Yunanistan ile ExxonMobil’den hidrokarbon anlaşması

Yunanistan’ın enerji sahnesinde dikkat çeken bir gelişme yaşandı. ABD merkezli enerji devi ExxonMobil, Yunan şirketleri Energean Hellas ve HelleniQ Upstream ile birlikte, İyon Denizi’nin kuzeybatısında bulunan Blok 2 için doğalgaz arama ve sondaj anlaşması imzaladı. Bu ortaklık Yunan medyasında, Yunanistan’a yönelik güçlü bir “yatırım güveni” mesajı olarak yorumlanırken, ABD tarafından da açıkça destekleniyor.

Yunanistan’ın kuzeybatısında yer alan Korfu’nun 30 kilometre batısında, yaklaşık 2.422 kilometrekarelik bir alanı kapsayan sahada, ilk keşif sondajının 2026 sonu veya 2027 başında gerçekleştirilmesi planlanıyor. Asopos-1 adlı sondaj kuyusu, 4.000 metre derinlikte yer alan karbonat yapılı bir rezervuarı hedef alacak. Tahmini rezerv büyüklüğü ise yaklaşık 200 milyar metreküp doğalgaz olarak ifade ediliyor. Bölge, 500 ila 1.500 metre arasında değişen su derinliklerine sahip ve Pre-Apulian jeolojik kuşağı üzerinde yer alıyor.

Anlaşmaya göre sahadaki ortaklık yapısı şu şekilde şekillendi:

-ExxonMobil: %60
-Energean Hellas: %30
-HelleniQ Upstream (Batı Korfu): %10

Keşif döneminde operatörlük görevini Energean üstlenecek. Ancak ticari rezerv tespiti halinde geliştirme sürecinde operatörlük ExxonMobil’e devredilecek.

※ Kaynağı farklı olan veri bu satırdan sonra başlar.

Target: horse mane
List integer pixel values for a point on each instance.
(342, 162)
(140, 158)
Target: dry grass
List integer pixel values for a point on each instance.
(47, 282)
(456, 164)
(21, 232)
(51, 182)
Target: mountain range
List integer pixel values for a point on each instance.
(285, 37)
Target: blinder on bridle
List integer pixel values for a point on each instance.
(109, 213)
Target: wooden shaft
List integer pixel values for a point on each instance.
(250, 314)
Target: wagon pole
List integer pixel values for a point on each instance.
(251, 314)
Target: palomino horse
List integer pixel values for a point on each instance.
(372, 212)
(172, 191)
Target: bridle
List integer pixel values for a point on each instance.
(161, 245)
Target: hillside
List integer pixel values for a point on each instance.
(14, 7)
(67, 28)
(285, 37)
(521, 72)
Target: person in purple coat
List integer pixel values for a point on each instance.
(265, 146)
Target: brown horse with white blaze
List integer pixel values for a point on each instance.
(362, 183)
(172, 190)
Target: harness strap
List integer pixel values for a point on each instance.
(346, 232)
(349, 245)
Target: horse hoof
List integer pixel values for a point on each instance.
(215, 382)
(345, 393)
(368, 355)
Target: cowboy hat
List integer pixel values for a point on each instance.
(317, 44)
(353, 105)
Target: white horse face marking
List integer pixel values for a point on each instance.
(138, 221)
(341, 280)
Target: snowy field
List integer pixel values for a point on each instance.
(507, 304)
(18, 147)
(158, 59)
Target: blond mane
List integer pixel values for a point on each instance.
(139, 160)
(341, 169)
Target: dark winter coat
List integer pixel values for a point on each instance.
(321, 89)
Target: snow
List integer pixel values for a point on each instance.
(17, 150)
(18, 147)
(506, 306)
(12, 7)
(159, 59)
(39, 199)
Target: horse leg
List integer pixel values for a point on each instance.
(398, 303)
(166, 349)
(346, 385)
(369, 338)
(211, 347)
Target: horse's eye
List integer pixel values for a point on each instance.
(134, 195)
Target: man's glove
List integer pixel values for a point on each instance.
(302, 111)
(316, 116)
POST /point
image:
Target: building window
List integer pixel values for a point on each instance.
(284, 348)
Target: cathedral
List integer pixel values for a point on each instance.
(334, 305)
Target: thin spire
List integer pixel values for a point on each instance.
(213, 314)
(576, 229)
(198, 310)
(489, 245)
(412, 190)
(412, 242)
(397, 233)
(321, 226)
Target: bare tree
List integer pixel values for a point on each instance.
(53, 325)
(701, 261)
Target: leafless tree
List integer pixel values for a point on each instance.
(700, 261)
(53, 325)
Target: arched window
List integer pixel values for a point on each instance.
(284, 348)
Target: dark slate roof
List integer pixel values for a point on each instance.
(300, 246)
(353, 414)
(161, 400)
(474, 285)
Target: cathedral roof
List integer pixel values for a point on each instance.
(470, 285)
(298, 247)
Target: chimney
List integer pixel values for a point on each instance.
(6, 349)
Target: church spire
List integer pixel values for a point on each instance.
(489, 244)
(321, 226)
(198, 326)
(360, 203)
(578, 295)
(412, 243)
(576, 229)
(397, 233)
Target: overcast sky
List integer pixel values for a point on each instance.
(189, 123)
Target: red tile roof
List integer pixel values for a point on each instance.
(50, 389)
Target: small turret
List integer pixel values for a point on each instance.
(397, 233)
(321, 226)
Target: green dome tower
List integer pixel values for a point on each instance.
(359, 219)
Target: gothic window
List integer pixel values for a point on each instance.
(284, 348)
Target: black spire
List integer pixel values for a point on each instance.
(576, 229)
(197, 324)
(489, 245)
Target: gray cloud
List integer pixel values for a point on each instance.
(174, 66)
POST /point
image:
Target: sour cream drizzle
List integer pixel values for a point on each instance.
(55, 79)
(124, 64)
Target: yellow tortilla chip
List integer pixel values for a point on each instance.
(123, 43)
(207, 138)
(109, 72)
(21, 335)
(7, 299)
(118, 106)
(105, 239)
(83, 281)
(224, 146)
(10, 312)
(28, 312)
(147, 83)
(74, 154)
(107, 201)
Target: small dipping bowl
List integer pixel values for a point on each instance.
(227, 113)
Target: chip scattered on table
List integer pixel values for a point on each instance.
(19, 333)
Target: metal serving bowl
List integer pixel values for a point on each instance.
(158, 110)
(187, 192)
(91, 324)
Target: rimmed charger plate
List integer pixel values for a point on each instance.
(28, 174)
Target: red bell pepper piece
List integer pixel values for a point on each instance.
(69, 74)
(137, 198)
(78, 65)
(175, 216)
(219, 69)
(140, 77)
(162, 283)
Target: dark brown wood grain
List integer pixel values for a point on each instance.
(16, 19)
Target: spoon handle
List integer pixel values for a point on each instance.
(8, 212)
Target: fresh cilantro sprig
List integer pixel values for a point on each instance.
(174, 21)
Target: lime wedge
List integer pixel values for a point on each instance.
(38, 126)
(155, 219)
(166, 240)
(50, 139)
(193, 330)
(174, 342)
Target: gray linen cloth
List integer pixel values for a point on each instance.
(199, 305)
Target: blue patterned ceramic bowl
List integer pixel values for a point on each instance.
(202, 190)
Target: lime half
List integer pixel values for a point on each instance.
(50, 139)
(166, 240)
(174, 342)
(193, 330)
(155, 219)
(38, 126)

Saha, ilk olarak 2018 yılında Total, Edison ve Hellenic Petroleum konsorsiyumuna verilmişti. 2021’de Energean, Total’in hisselerini devralarak operatörlüğü üstlendi, ardından Edison’un hisselerini de bünyesine katarak %75 paya ulaştı. HelleniQ Upstream ise %25 ile konsorsiyumda kaldı. 2022’de yapılan 3 boyutlu sismik tarama, bölgenin sondaj için “en olgun” saha olduğunu ortaya koydu. Çalışmalar, PGS firmasına ait Ramform Hyperion gemisi tarafından yürütüldü.

Proje kapsamında alınan çevresel önlemlere dikkat çekilirken, HEREMA (Yunan Hidrokarbon Kaynakları Ajansı) tarafından süreç yakından denetlendi. Konsorsiyum, minimum yatırım taahhüdünün üzerinde harcama yaparak keşif sürecine olan bağlılığını gösterdi.

İmza törenine katılan ABD İçişleri Bakanı Doug Burgum, anlaşmayı “refahın başlangıcı” olarak niteledi. “İyi liderlik bu sonucu doğurdu. ABD bu projeyi destekliyor, dost ve müttefiklere enerji sağlama kararlılığımız sürüyor” dedi. Ayrıca ABD’nin, bölgesel enerji taşımacılığını hedefleyen Dikey Koridor Projesi’ne de destek vereceğini ifade etti.

ABD’nin Atina Büyükelçisi Kimberly Guilfoyle, anlaşmayı “tarihi” olarak tanımlayarak, bunun sadece enerji değil, “bölgesel güvenlik ve egemenlik meselesi” olduğunu vurguladı. Guilfoyle, “Amerika geri döndü. Bu projeyle ABD ve Yunanistan birlikte neler başarabileceğini gösteriyor,” dedi. Projenin, Çin ve Rusya gibi aktörlerin bölgedeki etkisine karşı stratejik önem taşıdığına dikkat çekti.

Yunanistan Maliye Bakanı Kyriakos Pierrakakis ise ABD sermayesinin Yunanistan’a ilgisinin 15 yıl öncesine göre çarpıcı biçimde arttığını belirterek, “Yunan-Amerikan ilişkileri artık ekonomik anlamda varoluşsal bir boyut kazandı,” ifadelerini kullandı.

Blok 2 sahası, Yunanistan ile İtalya arasındaki deniz yetki alanı sınırına kadar uzanıyor ve bu nedenle Doğu Akdeniz’deki deniz yetki alanı tartışmalarının önemli bir parçası konumunda. Proje, aynı zamanda Doğu Akdeniz enerji rekabetinin yeni bir evreye girdiğini ve ABD’nin Yunanistan’ı bölgesel enerji merkezi haline getirme stratejisini hızlandırdığını gösteriyor.